The earliest test yet for detecting Alzheimer’s

I have patients coming to me on a daily basis asking for the best ways to ward off one of the most troubling — yet most common — symptoms of aging: memory loss. And as you’ve read here in the Reality Health Check, there are many ways to do that.

But today I want to tell you about a new breakthrough for the scariest form of memory loss: Alzheimer’s disease (AD).

There are two main problems with this illness. The first is that, currently, there is no single, simple test to diagnose it. The second is that, once you do go through the arduous process of getting a diagnosis, mainstream medicine has no effective treatment options.

But the study I just read may offer real hope of conquering AD.

It was published in June 2015 edition of the journal Neurology – and it revealed a potential method that may be able to detect AD very, very early. We’re talking up to a decade before the first symptoms ever appear.

To arrive at this conclusion, researchers examined blood profiles of 100 patients that had been taken many years previously. They found that the people who developed AD had abnormal levels of four proteins in their blood. Specifically, samples from AD patients had higher levels ofcathepsin D, lysosome-associated membrane protein 1 (LAMP-1), and ubiquitinylated protein. And lower levels of one called heat-shock protein 70.

This connection held up in nearly 100% of the cases. And some of the blood samples were taken up to 20 years before patients developed any symptoms of AD.

This discovery presents a potential screening tool that could tell you decades ahead of time whether you’re at risk for AD. And that gives you a major head start to fight back.

So we may be standing on the threshold of finally being able to prevent or at the very least delay this tragic disease that devastates so many lives.

How exciting is that?

The only thing better would be an all-out cure.

Unfortunately, this discovery is so new, no specific test has been developed for these four proteins yet. Hopefully the stunning accuracy the researchers noted will speed things up on that front.

But in the meantime, it’s important to know the other warning signs of AD – and to take action the minute you notice any of them.

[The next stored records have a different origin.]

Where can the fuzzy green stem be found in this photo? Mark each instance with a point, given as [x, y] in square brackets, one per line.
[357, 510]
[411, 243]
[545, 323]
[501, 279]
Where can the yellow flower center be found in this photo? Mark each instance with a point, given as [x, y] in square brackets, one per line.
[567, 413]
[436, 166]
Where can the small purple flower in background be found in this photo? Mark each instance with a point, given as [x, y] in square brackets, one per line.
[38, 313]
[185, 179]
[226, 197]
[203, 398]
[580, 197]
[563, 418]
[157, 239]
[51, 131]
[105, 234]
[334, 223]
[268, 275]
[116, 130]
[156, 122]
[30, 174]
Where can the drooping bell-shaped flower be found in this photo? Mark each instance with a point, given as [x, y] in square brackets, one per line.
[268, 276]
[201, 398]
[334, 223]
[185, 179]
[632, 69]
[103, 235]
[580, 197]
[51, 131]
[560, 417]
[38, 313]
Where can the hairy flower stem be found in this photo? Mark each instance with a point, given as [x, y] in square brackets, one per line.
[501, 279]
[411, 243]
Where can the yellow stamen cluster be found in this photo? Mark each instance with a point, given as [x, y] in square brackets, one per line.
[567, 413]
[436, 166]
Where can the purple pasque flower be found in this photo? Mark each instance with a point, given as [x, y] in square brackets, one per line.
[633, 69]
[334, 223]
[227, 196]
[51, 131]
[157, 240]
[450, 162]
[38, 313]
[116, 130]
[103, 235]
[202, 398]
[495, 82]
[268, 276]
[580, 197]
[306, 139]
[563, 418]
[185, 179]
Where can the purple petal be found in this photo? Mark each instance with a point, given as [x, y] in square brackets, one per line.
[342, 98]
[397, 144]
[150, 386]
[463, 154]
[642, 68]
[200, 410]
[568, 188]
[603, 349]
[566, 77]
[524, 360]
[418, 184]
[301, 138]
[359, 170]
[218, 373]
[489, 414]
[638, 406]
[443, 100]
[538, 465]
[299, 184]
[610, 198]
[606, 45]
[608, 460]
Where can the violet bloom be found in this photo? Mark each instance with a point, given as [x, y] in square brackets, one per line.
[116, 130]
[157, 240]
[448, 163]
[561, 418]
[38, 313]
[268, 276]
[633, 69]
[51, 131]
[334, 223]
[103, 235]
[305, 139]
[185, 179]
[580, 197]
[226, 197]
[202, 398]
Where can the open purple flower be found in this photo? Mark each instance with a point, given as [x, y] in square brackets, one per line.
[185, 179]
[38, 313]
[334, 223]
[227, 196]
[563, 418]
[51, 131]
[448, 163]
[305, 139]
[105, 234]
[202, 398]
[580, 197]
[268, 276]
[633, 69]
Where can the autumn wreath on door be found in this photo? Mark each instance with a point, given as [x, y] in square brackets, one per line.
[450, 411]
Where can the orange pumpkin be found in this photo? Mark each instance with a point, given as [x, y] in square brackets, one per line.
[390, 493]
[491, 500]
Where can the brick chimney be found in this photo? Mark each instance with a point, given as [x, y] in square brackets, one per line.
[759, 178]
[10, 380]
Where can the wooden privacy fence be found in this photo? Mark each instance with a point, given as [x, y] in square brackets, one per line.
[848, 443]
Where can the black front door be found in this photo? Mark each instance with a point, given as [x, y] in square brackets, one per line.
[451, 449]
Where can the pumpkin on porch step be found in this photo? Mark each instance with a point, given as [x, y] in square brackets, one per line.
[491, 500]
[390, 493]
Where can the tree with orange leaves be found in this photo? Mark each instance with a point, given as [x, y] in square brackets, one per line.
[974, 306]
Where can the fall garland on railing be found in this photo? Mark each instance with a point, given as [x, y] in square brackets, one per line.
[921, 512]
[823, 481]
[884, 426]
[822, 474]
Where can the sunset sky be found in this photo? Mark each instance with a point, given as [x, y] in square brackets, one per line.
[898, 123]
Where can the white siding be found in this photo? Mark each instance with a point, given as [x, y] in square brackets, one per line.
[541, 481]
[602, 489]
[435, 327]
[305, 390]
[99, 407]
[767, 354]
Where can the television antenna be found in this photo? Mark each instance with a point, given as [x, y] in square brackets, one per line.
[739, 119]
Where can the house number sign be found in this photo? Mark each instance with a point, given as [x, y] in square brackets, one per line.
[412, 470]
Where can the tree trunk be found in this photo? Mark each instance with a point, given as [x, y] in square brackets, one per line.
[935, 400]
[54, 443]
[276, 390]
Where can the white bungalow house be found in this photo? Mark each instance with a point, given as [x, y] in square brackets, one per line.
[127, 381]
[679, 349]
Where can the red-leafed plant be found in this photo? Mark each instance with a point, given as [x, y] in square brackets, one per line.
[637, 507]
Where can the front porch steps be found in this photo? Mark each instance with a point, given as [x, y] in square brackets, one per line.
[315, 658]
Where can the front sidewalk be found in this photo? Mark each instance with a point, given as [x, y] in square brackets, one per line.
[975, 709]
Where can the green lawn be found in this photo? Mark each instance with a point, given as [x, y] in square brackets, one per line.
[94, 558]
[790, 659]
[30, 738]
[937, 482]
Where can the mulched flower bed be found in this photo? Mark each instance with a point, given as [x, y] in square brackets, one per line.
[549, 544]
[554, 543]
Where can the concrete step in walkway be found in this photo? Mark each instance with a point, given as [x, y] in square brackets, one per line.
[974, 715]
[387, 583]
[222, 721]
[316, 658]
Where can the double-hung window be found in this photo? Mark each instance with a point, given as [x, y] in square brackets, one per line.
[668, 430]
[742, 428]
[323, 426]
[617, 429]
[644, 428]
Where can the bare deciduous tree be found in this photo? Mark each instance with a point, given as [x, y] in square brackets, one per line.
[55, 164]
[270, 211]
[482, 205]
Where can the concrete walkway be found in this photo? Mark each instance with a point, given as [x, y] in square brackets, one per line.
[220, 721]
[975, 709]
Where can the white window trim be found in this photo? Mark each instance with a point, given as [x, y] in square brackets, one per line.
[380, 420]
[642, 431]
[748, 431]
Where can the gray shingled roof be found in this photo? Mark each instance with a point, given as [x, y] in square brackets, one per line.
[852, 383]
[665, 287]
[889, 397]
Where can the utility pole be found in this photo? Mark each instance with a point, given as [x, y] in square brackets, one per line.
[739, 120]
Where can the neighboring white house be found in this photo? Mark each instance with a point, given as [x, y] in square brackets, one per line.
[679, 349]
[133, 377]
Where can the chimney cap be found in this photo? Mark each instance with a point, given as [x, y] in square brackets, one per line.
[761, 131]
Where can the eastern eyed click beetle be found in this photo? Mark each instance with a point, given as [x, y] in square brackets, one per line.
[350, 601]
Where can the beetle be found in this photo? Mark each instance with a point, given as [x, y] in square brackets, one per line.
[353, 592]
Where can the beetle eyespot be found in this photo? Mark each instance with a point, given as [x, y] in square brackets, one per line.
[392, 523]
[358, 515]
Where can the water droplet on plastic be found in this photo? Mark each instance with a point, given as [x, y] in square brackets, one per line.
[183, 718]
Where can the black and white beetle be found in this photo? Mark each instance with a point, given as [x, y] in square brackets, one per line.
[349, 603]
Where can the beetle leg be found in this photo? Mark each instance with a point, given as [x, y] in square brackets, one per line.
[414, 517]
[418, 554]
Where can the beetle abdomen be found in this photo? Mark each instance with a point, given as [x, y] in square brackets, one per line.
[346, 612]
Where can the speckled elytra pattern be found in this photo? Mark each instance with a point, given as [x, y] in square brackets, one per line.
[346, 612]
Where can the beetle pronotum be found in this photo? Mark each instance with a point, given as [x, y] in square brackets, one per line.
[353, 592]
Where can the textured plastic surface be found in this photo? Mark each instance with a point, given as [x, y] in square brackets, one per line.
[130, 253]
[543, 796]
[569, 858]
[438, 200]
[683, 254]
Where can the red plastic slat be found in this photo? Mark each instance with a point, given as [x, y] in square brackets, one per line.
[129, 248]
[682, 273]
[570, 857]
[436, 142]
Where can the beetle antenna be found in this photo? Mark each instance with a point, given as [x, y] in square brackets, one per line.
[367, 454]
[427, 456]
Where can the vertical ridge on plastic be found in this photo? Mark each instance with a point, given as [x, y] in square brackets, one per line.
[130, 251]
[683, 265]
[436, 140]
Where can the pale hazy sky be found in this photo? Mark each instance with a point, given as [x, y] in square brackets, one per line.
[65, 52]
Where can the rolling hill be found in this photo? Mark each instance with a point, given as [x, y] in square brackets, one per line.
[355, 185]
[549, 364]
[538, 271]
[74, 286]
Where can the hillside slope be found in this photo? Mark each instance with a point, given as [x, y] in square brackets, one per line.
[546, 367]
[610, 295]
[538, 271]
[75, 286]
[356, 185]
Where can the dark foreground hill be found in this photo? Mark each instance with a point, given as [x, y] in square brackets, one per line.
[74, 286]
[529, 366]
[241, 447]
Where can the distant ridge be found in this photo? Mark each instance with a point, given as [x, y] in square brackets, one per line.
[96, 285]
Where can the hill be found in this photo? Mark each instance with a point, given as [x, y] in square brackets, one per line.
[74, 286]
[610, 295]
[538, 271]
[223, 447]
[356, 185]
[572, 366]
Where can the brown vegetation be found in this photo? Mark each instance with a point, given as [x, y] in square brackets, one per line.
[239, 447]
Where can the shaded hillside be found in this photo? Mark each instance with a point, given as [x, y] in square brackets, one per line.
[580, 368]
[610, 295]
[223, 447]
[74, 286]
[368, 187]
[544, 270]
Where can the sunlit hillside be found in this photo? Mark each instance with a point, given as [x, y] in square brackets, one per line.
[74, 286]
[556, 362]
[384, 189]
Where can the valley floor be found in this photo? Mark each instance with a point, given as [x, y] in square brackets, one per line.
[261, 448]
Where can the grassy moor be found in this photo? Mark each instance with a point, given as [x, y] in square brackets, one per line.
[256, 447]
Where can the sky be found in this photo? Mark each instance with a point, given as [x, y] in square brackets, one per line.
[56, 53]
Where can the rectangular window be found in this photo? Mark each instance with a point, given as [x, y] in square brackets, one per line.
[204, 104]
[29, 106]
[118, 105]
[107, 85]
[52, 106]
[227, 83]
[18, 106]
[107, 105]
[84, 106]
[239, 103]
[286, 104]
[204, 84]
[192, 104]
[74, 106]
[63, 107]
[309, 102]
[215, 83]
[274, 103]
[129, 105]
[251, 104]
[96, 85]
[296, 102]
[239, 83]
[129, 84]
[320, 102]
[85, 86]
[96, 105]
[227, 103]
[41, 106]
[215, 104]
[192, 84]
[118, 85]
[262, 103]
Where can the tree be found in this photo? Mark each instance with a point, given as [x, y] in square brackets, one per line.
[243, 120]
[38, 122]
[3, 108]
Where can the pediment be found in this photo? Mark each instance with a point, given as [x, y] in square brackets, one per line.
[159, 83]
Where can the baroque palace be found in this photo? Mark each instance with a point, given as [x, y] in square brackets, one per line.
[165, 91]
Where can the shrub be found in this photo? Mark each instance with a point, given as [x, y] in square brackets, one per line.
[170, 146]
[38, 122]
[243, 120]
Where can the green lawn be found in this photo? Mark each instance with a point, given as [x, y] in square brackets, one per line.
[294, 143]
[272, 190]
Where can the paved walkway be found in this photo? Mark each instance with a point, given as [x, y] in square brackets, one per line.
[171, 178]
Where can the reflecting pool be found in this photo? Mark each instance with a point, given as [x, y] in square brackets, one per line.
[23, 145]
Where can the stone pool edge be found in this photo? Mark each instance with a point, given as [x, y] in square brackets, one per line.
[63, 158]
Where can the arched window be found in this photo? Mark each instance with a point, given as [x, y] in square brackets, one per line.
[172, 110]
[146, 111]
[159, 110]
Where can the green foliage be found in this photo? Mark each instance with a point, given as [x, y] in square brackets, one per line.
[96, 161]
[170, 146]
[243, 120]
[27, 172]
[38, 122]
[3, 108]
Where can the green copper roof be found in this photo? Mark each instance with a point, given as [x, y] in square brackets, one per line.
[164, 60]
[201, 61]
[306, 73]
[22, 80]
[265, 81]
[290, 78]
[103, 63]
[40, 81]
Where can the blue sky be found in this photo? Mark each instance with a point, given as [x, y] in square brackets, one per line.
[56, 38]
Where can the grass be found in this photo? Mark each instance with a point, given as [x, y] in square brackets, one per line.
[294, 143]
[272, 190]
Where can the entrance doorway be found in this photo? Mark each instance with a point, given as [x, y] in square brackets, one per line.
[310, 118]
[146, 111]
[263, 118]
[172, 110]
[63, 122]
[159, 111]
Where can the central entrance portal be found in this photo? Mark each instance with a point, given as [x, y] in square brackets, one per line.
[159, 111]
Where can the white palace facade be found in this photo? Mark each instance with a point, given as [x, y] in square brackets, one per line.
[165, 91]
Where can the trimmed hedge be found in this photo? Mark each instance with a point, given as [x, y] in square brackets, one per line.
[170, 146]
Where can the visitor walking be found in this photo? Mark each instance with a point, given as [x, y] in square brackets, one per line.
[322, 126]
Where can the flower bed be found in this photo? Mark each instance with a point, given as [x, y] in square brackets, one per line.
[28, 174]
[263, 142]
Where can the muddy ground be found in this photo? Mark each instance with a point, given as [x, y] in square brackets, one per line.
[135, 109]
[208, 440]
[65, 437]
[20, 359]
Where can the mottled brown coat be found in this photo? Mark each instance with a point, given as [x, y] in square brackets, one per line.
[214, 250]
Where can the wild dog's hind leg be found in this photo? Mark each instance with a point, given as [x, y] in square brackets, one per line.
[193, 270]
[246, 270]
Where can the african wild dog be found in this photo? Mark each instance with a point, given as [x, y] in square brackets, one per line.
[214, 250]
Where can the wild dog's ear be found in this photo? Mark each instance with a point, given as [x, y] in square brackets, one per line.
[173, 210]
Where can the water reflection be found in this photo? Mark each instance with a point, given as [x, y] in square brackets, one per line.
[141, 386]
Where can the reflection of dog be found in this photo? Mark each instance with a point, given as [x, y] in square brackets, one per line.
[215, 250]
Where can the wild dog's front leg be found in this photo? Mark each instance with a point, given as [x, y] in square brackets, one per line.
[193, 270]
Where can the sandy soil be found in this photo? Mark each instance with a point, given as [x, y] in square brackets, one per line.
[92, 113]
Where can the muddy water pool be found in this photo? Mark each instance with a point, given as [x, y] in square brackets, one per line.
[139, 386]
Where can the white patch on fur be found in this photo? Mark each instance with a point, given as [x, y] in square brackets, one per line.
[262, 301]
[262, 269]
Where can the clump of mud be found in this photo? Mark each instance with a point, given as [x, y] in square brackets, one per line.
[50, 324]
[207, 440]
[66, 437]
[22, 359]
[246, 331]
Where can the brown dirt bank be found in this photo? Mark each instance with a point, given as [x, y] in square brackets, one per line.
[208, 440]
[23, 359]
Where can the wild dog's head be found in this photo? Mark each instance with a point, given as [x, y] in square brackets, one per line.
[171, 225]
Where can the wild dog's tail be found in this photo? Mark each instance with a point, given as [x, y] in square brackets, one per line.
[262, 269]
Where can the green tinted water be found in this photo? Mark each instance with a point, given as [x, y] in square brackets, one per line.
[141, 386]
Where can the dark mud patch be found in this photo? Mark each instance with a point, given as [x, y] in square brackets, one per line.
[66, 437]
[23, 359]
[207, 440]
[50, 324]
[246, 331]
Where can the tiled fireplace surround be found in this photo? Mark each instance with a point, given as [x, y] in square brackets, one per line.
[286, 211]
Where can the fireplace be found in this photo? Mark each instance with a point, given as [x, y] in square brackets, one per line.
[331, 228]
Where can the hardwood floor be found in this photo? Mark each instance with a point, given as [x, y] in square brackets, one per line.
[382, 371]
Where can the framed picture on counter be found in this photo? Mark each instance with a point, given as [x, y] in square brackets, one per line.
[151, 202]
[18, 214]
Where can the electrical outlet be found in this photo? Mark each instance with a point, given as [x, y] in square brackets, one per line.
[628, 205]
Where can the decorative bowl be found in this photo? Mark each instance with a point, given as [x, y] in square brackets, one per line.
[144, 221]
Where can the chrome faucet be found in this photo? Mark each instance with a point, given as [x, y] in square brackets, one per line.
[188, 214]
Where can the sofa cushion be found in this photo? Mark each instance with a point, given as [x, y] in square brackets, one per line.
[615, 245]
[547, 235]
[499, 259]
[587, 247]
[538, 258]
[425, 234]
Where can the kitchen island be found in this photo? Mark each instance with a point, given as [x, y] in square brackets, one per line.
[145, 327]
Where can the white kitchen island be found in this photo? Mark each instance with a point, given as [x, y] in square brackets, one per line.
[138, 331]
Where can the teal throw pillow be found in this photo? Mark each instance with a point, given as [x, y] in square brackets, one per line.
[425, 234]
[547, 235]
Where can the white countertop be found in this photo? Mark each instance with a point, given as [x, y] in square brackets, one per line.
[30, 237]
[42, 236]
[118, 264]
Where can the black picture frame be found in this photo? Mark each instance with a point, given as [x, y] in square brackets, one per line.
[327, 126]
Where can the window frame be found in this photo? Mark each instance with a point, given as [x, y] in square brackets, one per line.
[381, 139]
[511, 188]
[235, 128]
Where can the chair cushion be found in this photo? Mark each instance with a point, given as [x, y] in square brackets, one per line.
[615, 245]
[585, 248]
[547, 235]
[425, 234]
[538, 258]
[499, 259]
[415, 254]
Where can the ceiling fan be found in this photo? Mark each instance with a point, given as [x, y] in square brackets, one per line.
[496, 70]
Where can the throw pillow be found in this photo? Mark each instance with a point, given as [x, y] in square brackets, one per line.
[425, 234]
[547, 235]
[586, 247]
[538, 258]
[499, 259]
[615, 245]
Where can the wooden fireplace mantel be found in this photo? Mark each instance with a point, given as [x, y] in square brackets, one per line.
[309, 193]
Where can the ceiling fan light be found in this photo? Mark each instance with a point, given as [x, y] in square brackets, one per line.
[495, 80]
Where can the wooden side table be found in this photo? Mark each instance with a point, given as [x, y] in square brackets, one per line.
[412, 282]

Here are 10 common signs and symptoms:

  1. Forgetting things and not being able to remember them at a later time. This means not being able to remember important dates, asking the same things over and over again, and relying on others to help remember things.
  1. Trouble following instructions, executing a plan or solving problems. For example, having a difficult time following a recipe.
  1. Getting lost on the way to a familiar location, such as a nearby grocery store.
  1. Consistently getting confused about time — i.e. what day it is, or how long it has been since an event occurred.
  1. Specific changes in vision, such as judging distance and/or determining color and contrast.
  1. Struggling with word retrieval (such as calling a “watch” a “hand-clock”), difficulty following a conversation, or repeating things over and over.
  1. Misplacing items and putting objects in unusual places and then not remembering where they are. This includes accusing people of stealing on a more frequent basis.
  1. Consistently using poor judgment that results in making bad decisions …such as giving money away to predatory telemarketers, or forgetting to shower and maintain proper grooming.
  1. Withdrawal from social activities and hobbies.
  2.  Sudden, intense mood swings.

Some of these are more subtle than others. But if you notice any of these signs, don’t ignore them. When it comes to AD, early detection and intervention is key.